MANDEVILLE, Manchester - In mid July the tragic passing of Mandeville radiologist Dr Phil Maxwell Chamberlain shocked a wide cross section of people within and outside of the Mandeville community.
Though it was said at his Thanksgiving Service held at the New Beulah Moravian Church in Mandeville recently, that "his tragic murder we still can't understand" his memory was honoured with pleasant recollections from some of the persons whose lives he touched.
In "snapshots" of experiences with him by family members, outlined in the funeral programme, individuals had their own personal memories of him, but together they all captured the character of "a man with an undeniably big heart".
Dr Peter Wellington, speaking on behalf of the medical fraternity, including the Mandeville Regional Hospital, said that Chamberlain's "quiet charm" was never interrupted by the "stress and strains" of life.
He said that Chamberlain started the Mandeville Radiology and Imaging Services (MRIS) in the year 2000 at a time when computers were due to shut down, aeroplanes were due to fall from the sky, and order was to turn to chaos. Conversely, MRIS has "blossomed and became a centre of excellence" on Brumalia Road in Central Jamaica benefitting, among other persons, medical practitioners in the public sector.
Wellington noted that they could call on Chamberlain at any hour to do an emergency imaging study and help to save a critically injured patient.
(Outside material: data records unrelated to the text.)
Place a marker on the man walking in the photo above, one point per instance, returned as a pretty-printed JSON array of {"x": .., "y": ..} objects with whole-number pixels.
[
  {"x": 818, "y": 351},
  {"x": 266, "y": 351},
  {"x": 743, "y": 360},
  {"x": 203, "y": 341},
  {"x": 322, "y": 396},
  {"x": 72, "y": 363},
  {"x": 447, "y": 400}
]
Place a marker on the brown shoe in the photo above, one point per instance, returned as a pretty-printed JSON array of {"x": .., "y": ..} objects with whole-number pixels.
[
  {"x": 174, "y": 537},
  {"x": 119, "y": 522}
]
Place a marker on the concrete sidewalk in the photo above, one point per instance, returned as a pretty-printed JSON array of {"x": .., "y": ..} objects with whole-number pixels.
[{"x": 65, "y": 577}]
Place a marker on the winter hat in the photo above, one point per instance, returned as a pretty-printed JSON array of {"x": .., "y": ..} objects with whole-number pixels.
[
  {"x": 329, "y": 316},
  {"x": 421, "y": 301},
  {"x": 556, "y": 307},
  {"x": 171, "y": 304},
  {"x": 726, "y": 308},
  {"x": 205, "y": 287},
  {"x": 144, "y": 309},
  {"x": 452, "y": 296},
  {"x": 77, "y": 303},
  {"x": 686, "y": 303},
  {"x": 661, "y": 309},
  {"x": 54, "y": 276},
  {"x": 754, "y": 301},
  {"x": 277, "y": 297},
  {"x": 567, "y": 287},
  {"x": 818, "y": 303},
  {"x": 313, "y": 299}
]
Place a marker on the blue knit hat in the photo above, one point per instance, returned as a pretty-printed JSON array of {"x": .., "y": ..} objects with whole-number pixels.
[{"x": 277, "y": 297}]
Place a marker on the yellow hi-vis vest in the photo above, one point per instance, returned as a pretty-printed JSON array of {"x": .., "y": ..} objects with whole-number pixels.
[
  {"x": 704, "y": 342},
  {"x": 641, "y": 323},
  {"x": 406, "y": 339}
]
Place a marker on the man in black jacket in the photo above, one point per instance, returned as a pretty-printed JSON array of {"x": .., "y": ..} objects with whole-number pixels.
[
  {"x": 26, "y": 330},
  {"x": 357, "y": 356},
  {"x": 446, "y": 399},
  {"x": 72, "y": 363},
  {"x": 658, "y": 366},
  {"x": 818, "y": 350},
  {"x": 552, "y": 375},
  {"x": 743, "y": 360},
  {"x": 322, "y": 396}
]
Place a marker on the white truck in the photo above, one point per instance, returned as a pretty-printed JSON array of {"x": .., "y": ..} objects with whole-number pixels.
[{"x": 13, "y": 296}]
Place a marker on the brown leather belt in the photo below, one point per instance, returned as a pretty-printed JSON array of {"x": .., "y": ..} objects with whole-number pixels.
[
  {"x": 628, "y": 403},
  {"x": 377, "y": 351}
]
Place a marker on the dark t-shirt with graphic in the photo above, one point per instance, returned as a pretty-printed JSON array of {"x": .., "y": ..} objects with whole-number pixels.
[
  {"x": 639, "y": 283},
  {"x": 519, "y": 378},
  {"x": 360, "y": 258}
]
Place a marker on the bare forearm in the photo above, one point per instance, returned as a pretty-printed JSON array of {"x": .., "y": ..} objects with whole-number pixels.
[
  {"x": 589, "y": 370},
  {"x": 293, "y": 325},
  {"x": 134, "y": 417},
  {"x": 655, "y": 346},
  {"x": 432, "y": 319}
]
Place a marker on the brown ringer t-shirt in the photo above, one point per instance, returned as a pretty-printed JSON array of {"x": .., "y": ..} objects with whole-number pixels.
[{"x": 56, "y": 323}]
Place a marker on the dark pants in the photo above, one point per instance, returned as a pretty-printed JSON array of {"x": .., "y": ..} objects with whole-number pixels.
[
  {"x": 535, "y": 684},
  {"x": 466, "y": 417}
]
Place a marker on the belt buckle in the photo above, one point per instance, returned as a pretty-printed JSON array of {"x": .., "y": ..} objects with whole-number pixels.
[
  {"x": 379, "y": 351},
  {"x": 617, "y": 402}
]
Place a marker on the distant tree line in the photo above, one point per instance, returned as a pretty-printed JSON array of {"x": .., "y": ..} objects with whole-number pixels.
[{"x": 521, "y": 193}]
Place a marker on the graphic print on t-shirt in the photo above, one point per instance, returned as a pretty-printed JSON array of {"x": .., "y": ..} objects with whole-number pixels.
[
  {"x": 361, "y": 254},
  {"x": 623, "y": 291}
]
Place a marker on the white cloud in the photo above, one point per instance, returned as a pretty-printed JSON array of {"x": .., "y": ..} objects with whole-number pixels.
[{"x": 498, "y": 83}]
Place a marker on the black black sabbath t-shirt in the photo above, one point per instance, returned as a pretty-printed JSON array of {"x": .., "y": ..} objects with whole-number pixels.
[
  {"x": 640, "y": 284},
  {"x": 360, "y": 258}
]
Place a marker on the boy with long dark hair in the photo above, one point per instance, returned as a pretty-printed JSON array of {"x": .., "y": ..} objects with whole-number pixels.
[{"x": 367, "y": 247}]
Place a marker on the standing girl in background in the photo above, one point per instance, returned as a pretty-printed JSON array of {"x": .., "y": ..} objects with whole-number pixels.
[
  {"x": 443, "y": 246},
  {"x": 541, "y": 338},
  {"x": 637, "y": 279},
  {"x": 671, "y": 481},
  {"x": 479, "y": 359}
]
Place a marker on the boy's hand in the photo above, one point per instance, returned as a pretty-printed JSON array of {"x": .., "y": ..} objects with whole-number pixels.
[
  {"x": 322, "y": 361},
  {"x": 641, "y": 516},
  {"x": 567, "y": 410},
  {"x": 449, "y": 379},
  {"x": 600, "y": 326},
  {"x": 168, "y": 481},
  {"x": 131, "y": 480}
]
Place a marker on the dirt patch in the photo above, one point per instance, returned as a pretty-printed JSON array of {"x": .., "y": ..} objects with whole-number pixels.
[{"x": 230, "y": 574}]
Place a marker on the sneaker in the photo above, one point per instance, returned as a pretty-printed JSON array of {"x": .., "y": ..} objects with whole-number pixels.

He said, too, that he never failed to offer service to patients who lacked the adequate financial resources, and oftentimes they would "prey upon him" by sending him these patients.
"We were all the richer for having met him, and so much poorer for having lost him," he said.
Dr Lloyd Quarrie, another of Chamberlain's medical colleagues said that Mandeville and Jamaica has lost an individual with a set of skills and competencies which cannot be easily replaced.
An employee from the Kingston branch of his radiology and imaging services business said that "Dr C" was more like family to his employees than a boss. She said that they were challenged to strive for excellence, not through ten-page manuals or memorandums, but by him believing in them and leading by example. By observing him she said they were able to see "what the better side of humanity looked like".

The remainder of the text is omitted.